Saluant la « lutte honorable » menée par ces anciens salariés, la présidente a rappelé: si « dans le cadre d’une cession on privilégie l’emploi, là c’est une liquidation +sèche+ et, par conséquent, la vente des actifs est faite dans l’intérêt des créanciers ».

« La cour est là pour appliquer les règles, elle ne peut pas faire autrement », a-t-elle ajouté, leur souhaitant « bon courage ».

Prenant la parole pour les porteurs du projet de reprise en coopérative, Christophe Chevalier, ex-délégué CGT, a rappelé leur « combat mené depuis quatre ans et neuf mois ». Alors, « on ne va pas lâcher, on veut garder notre outil de travail et nos emplois », a-t-il assuré.

Un pourvoi en cassation « va être discuté », notamment avec l’Union régionale des Scop de Rhône-Alpes, qui a soutenu les salariés, a expliqué M. Chevalier, qui entend obtenir un rendez-vous auprès du ministre de l’Economie Michel Sapin, une rencontre promise il y a un mois à Strasbourg. « On va mettre la pression pour qu’il nous reçoive » à Bercy, a-t-il promis.

« On a l’impression d’une machine judiciaire lancée qu’on ne peut pas arrêter. On marche sur la tête. On avait un projet avec de l’emploi et le maintien d’un site industriel et d’un savoir-faire », a déploré Karine Salaün, ancienne assistante commerciale.

Mme Salaün a dénoncé un « laisser-faire » quand « personne ne s’émeut de ce que l’actionnaire a touché du CICE, du crédit impôt recherche, de l’activité partielle accordée par la Dirrecte… Que des fonds publics! »

La mobilisation prend diverses formes: mardi, des ex-Ecopla ont rencontré Jean-Luc Mélenchon à Chambéry. Le 14 décembre, une assemblée générale est prévue à Grenoble avec François Ruffin, réalisateur du film « Merci patron! » et l’économiste Frédéric Lordon.

Parallèlement, l’Union régionale des Scop (Urscop) travaille à « faire émerger rapidement un projet de loi Ecopla » qui serait porté par des parlementaires locaux ou d’autres territoires touchés par ce type de scénario: « plus jamais une entreprise française ne doit mise à la casse », a déclaré à l’AFP Meryem Yilmaz, responsable du développement de l’Urscop.

Actuellement, lors d’une liquidation, « la réglementation consiste à appliquer un critère bête et méchant: rembourser les créanciers sans s’interroger sur la structuration de la dette laissée par l’actionnaire alors même que redémarrer l’entreprise est envisageable », a résumé Mme Yilmaz.

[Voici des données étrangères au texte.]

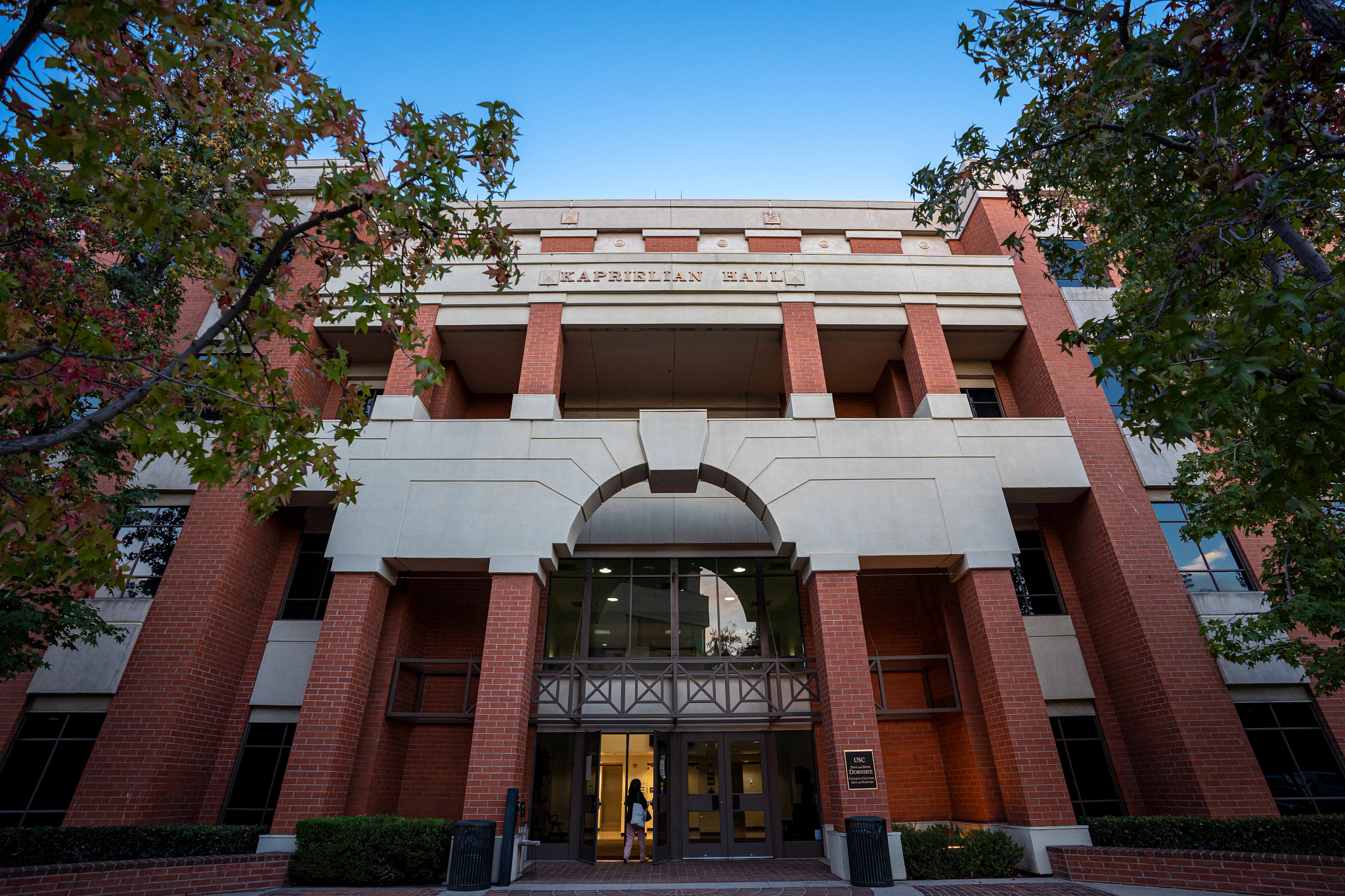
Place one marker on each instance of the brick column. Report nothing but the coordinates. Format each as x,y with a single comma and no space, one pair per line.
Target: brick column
1028,766
926,352
544,352
801,354
320,763
499,733
849,717
155,754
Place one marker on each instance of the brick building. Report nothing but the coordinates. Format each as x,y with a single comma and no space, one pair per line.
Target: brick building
790,511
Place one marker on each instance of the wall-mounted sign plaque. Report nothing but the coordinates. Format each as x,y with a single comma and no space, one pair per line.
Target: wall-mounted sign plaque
860,773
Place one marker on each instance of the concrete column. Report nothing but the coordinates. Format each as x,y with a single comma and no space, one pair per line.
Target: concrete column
1030,778
154,758
499,733
322,761
849,717
926,352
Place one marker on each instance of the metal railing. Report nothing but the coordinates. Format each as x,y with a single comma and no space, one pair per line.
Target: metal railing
667,689
893,684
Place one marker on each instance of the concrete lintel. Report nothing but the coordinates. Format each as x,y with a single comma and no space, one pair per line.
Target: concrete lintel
944,406
365,563
810,406
399,408
519,565
535,408
1034,842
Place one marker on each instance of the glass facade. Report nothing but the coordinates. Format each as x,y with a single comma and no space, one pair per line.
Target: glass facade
1210,565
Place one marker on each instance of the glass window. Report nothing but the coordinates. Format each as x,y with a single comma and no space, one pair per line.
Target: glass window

« L’idée serait d’obliger les organes de la procédure à réfléchir au choix du repreneur avec comme critères la sauvegarde de l’entreprise, la sauvegarde des emplois et l’intérêt des créanciers », a poursuivi la déléguée, soulignant qu' »une entreprise qui fermait, c’était tout un écosystème économique qui était fragilisé ».